It has just reappeared on the American continent, after almost 40 years of absence, and was recently detected in domestic pigs in Germany. African swine fever affects many countries, causing massive animal culling and considerable economic losses.
In late July, cases were reported in the Dominican Republic, the first in “about 40 years,” according to the World Organization for Animal Health (OIE), which called for “urgent action” to stop the spread of this viral disease.
– No risk to humans –
Historically present in sub-Saharan Africa, the disease, called African Swine Fever (AFF), or African Swine Fever (PSA), poses no risk to humans. Very contagious, only affects pigs.
High fever, loss of appetite and skin bleeding are among the symptoms. The mortality rate can reach 100%, says the OIE.
No vaccine or treatment has been shown to be effective so far.
The virus is present in all bodily fluids and is very resistant. It is transmitted from one animal to another through direct contact between them, through movement in vehicles, by people from infected areas and also through food – for example, if domestic pigs are fed with contaminated waste.
– Expansion –
“Due to its complex epidemiology, the disease has spread very quickly recently, affecting more than 50 countries in Africa, Europe and Asia since 2018”, recalls the OIE.

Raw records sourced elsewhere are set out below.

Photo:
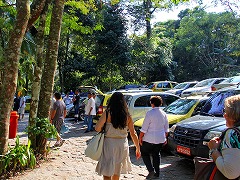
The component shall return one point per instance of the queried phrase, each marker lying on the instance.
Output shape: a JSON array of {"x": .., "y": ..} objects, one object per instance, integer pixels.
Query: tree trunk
[
  {"x": 50, "y": 64},
  {"x": 147, "y": 7},
  {"x": 36, "y": 84},
  {"x": 36, "y": 9},
  {"x": 9, "y": 70}
]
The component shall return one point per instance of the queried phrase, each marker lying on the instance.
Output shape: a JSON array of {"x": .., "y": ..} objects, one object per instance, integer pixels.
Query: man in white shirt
[
  {"x": 90, "y": 111},
  {"x": 153, "y": 136},
  {"x": 22, "y": 106}
]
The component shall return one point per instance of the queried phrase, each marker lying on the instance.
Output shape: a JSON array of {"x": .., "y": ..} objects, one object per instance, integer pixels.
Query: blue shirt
[{"x": 155, "y": 126}]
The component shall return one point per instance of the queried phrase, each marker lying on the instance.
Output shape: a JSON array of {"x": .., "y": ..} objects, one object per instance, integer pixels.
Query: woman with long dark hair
[
  {"x": 226, "y": 152},
  {"x": 117, "y": 122}
]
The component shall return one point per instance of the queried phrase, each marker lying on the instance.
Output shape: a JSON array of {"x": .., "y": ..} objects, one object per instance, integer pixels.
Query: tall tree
[
  {"x": 38, "y": 67},
  {"x": 10, "y": 68},
  {"x": 50, "y": 65},
  {"x": 206, "y": 41}
]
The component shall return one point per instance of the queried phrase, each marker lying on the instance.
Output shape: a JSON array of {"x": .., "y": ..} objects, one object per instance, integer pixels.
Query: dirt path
[{"x": 69, "y": 162}]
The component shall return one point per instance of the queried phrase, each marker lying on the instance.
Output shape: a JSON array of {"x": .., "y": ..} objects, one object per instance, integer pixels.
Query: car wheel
[{"x": 81, "y": 115}]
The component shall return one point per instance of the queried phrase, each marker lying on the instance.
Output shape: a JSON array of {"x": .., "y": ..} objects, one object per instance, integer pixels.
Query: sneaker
[
  {"x": 156, "y": 176},
  {"x": 150, "y": 175},
  {"x": 61, "y": 142},
  {"x": 57, "y": 144}
]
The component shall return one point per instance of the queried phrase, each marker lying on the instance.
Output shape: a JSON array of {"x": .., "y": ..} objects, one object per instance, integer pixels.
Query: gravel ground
[{"x": 69, "y": 162}]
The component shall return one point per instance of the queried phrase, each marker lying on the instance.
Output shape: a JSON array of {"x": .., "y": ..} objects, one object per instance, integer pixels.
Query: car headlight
[
  {"x": 171, "y": 130},
  {"x": 212, "y": 134}
]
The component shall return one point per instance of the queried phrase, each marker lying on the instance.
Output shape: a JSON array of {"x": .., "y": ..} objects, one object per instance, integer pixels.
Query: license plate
[{"x": 183, "y": 150}]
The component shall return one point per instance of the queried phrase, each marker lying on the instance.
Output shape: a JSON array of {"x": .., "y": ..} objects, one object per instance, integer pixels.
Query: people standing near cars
[
  {"x": 58, "y": 114},
  {"x": 153, "y": 136},
  {"x": 22, "y": 106},
  {"x": 16, "y": 103},
  {"x": 90, "y": 111},
  {"x": 115, "y": 155},
  {"x": 67, "y": 100},
  {"x": 76, "y": 99},
  {"x": 225, "y": 151}
]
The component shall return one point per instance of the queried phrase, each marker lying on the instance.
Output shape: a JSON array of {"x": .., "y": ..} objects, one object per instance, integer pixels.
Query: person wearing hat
[{"x": 90, "y": 110}]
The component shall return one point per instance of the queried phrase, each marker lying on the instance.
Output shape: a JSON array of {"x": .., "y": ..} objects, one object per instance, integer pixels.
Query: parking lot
[{"x": 69, "y": 161}]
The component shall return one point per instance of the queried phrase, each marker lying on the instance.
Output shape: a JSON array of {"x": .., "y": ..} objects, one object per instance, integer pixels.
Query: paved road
[{"x": 69, "y": 161}]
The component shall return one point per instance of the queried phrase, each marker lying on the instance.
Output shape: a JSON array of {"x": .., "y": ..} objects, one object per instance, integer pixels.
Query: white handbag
[{"x": 95, "y": 146}]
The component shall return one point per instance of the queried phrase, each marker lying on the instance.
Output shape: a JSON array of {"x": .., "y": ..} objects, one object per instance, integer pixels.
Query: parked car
[
  {"x": 132, "y": 90},
  {"x": 179, "y": 110},
  {"x": 227, "y": 82},
  {"x": 203, "y": 87},
  {"x": 130, "y": 86},
  {"x": 161, "y": 85},
  {"x": 139, "y": 103},
  {"x": 189, "y": 137},
  {"x": 177, "y": 90}
]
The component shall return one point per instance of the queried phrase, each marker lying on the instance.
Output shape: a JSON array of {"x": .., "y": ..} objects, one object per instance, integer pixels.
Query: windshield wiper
[{"x": 204, "y": 113}]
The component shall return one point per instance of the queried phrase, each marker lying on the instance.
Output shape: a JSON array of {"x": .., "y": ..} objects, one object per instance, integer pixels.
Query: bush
[{"x": 17, "y": 159}]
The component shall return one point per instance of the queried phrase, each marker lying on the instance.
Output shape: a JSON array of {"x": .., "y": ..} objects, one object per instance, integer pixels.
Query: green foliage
[
  {"x": 17, "y": 159},
  {"x": 42, "y": 128},
  {"x": 206, "y": 41}
]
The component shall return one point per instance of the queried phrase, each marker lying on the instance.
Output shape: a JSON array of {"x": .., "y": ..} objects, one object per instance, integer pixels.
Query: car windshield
[
  {"x": 128, "y": 99},
  {"x": 180, "y": 86},
  {"x": 150, "y": 85},
  {"x": 215, "y": 105},
  {"x": 180, "y": 106},
  {"x": 204, "y": 83}
]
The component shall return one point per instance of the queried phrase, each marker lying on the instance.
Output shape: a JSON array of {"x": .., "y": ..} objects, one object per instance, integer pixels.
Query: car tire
[{"x": 81, "y": 115}]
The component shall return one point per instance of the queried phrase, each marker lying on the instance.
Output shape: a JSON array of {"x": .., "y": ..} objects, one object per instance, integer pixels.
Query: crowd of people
[{"x": 117, "y": 122}]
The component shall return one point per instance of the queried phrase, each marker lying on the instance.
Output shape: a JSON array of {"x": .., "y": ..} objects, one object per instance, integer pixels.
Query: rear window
[
  {"x": 215, "y": 105},
  {"x": 128, "y": 99},
  {"x": 150, "y": 85},
  {"x": 181, "y": 106}
]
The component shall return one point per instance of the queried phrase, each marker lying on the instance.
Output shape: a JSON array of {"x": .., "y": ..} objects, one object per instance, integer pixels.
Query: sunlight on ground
[{"x": 164, "y": 165}]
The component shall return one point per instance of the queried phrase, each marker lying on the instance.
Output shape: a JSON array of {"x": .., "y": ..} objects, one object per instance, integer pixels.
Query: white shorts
[{"x": 21, "y": 110}]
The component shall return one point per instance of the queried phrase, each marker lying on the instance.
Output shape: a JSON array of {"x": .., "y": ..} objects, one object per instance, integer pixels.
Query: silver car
[
  {"x": 139, "y": 103},
  {"x": 203, "y": 87}
]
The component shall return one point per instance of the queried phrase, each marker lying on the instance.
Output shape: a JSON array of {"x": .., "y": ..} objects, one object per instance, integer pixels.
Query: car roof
[
  {"x": 149, "y": 93},
  {"x": 163, "y": 81},
  {"x": 199, "y": 97},
  {"x": 90, "y": 87}
]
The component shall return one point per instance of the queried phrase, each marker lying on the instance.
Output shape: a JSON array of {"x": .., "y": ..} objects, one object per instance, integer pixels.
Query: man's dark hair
[
  {"x": 57, "y": 95},
  {"x": 156, "y": 100}
]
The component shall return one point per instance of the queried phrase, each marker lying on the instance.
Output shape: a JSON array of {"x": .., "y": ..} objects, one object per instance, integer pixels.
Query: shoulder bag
[
  {"x": 95, "y": 145},
  {"x": 206, "y": 169}
]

Among them are China, India, Vietnam, Indonesia, Russia, Italy (Sardinia) and, more recently, Germany, Europe’s largest pork producer.
Second and third European producers, Spain and France have been unharmed so far. These countries have already faced the disease in the past, after cases that have appeared in the Iberian Peninsula since 1957.
In 2018-2019, African swine fever decimated Chinese pigs, disrupting supply to this market. It is the first in the world for consumption, as well as for the production of pork.
Since then, the country has rebuilt practically its entire herd at great speed and at very high cost.
– Harmful to breeders –
The virus can have severe repercussions for producers. When a farm is contaminated, all animals are sacrificed.
At the national level, the country loses its phytosanitary status. This implies limiting, or even banning, not only live pigs, but also feed made from pork.
A country like Germany relies heavily on foreign sales. The loss of this market generates surpluses and lowers prices.
In general, states negotiate “regionalization” agreements so that unaffected regions can continue to export.
– Means of prevention –
In disease-free countries, import surveillance must be carried out to ensure that infected pigs, or products based on this animal, are not introduced into their territories.
Prevention also involves the correct disposal of food waste collected from planes, ships, or vehicles from infected countries, stresses the OIE.
In addition, breeding sites must maintain “biosecurity” measures, especially with regard to the entry of animals, food, supplies and visitors.